Un blog de l'hyperfiction intitulée "La disparition du Général Proust" : Général Proust, Les écrits de Marc Hodges, Vie sexuelle de M H, Jean-Pierre Balpe, Un roman de Marc Hodges, Les inédits de Marc Hodges, Le journal de Charlus, Les poèmes de JPB, Le premier album photo de Marc Hodges, Le second album photo de Marc Hodges, L'album photo de JPB, Le carnet d'Oriane, Les poèmes érotiques de MH à G, Les écrits de Jean-Pierre Balpe"… Extrait du roman La Toile (ed. Cylibris)

22 décembre 2005

Jeunesse de Hamid Kharamidov

Paris, lundi 21/12/2015, 19:25:10

Quand Kharamidov était parti pour Paris, il avait embarqué Sidney sans problèmes. Leur vie avait duré quelques jours comme ça. Mais la concurrence était rude et l’Ouzbek n’avait pas les yeux dans sa poche. De pute-mac, ils étaient passé à big brother-frangin. L’Ouzbek lui avait donné de quoi trouver une piaule et basta… Enfin, pas tout à fait… Sidney n’est pas du genre jaloux, crise de nerfs et regrets… Ils avaient fait leur temps ensemble, pas de quoi fouetter une morue. Ils étaient restés bon copains, pouvaient même, moyennant échange de bons procédés, partager quelques corridas — avec ou sans mise à mort. La vie n’était ainsi pas désagréable. Chacun acceptait d’aider l’autre à la mesure de ses possibilités…
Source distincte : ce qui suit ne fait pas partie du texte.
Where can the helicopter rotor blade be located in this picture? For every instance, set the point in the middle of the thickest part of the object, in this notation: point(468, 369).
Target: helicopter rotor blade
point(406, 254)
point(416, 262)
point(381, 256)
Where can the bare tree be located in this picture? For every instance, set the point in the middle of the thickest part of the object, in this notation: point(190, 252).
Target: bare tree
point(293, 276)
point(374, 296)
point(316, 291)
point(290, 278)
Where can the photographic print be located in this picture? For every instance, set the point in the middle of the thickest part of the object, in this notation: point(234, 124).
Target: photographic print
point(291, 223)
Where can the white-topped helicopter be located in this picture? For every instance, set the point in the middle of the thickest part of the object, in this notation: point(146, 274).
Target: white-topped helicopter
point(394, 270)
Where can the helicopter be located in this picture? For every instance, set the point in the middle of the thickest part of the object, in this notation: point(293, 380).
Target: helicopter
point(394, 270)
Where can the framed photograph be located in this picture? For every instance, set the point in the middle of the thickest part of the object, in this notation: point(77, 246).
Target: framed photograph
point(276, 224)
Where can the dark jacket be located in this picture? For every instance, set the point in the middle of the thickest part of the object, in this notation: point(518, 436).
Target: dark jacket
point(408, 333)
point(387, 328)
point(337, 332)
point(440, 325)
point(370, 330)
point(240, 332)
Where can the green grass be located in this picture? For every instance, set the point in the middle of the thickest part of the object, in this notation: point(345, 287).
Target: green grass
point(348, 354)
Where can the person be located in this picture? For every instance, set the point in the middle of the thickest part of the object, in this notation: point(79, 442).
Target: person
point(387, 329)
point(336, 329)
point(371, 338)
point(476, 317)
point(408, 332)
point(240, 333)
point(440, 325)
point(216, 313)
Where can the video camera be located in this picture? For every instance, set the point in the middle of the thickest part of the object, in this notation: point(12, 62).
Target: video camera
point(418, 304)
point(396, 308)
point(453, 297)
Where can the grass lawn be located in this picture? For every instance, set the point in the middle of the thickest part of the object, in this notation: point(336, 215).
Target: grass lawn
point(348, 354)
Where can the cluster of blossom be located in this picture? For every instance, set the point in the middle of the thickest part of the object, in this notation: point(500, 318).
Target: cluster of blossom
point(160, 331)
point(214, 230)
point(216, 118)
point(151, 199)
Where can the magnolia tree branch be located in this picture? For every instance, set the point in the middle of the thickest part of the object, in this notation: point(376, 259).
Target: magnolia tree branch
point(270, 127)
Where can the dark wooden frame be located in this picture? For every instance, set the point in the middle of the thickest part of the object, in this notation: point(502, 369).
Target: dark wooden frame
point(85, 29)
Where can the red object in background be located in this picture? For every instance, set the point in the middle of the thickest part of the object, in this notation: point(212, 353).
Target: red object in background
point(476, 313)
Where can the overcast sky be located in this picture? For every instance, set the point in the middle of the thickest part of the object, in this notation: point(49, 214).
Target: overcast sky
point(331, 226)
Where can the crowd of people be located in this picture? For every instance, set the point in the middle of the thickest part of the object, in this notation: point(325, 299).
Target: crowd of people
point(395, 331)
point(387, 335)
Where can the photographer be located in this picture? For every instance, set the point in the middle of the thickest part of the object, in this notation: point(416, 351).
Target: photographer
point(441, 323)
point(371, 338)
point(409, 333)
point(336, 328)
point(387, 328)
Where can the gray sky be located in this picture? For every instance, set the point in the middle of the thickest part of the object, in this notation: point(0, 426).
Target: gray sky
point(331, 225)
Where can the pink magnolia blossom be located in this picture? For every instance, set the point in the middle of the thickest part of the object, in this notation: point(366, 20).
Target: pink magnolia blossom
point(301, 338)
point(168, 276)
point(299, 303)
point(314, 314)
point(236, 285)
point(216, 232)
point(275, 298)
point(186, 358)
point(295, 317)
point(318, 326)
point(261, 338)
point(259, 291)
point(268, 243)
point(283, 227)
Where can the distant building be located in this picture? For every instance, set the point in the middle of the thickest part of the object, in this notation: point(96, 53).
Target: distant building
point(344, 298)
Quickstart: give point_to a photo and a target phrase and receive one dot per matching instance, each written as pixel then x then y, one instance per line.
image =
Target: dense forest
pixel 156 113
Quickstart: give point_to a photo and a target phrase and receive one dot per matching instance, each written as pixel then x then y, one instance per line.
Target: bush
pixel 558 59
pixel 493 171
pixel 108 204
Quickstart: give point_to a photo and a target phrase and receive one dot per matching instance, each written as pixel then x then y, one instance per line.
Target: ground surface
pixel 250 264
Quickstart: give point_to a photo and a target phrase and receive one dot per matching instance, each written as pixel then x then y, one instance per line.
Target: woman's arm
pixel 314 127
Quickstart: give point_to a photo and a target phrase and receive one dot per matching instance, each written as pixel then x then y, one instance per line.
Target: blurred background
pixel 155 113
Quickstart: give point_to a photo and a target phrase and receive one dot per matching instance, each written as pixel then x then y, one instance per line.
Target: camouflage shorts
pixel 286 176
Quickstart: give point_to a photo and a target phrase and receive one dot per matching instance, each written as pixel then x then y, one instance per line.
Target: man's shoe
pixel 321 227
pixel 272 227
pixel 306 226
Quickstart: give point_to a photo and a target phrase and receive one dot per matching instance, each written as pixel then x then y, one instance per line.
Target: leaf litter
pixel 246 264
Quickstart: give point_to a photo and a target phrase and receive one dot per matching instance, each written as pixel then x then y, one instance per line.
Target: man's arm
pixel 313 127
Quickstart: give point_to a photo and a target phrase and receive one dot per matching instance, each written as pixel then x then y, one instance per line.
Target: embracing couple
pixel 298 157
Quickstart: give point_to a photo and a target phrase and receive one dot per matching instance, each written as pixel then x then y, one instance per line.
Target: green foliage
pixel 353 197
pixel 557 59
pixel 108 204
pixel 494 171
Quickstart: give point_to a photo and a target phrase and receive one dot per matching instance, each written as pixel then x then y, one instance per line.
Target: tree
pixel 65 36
C’est ainsi que le protégé avait fini par devenir rabatteur. Le protecteur tapi au coin du bois n’avait plus qu’à attendre que le gibier passe à sa portée. Ça crée liens et souvenirs communs. Sidney et Hamid étaient devenus de vrais frangins… Faut dire aussi qu’Hamid n’était pas un ingrat, qu’il savait reconnaître à leur juste valeur les talents de Sidney, ce qui lui facilitait la vie… Sidney avait pris à la fois l’habitude des aides matérielles de Hamid et de ses rencontres. Il n’était pas sûr de savoir ce qui des deux lui manquait le plus… L’Ouzbek était un grand voyageur. Mais quand il était à Paris, il retrouvait toujours Sidney pour des chasses à courre dans le centre-ville. La jeunesse de Sidney était un bon appât. Les deux faisaient merveille. Hamid pourtant n’était pas un salaud genre cul, troc et ciao… Il faisait souvent ce qu’il pouvait pour dépanner vraiment les mecs avec lesquels il prenait du plaisir. Sidney trouvait même ça étonnant, ne comprenait pas bien car… Après tout, dans la jungle, la seule loi est celle des fauves. Peut-être qu’il y prenait son pied, qu’il avait besoin, pour jouir vraiment, de se sentir bon et généreux — la vie de Sidney lui avait appris que les intellos sont toujours un peu givrés. En tous cas, Hamid avait une bonne réputation. Sidney ne lui connaissait pas d’ennemis. C’était sûrement un des rares intégrés qui pouvaient rôdailler sans trop de dommage dans le marché aux esclaves. On pouvait bien lui faucher quelques bricoles, mais aucun désintégré n’avait une réelle envie de lui faire la peau… Ou alors, ce serait un accident !…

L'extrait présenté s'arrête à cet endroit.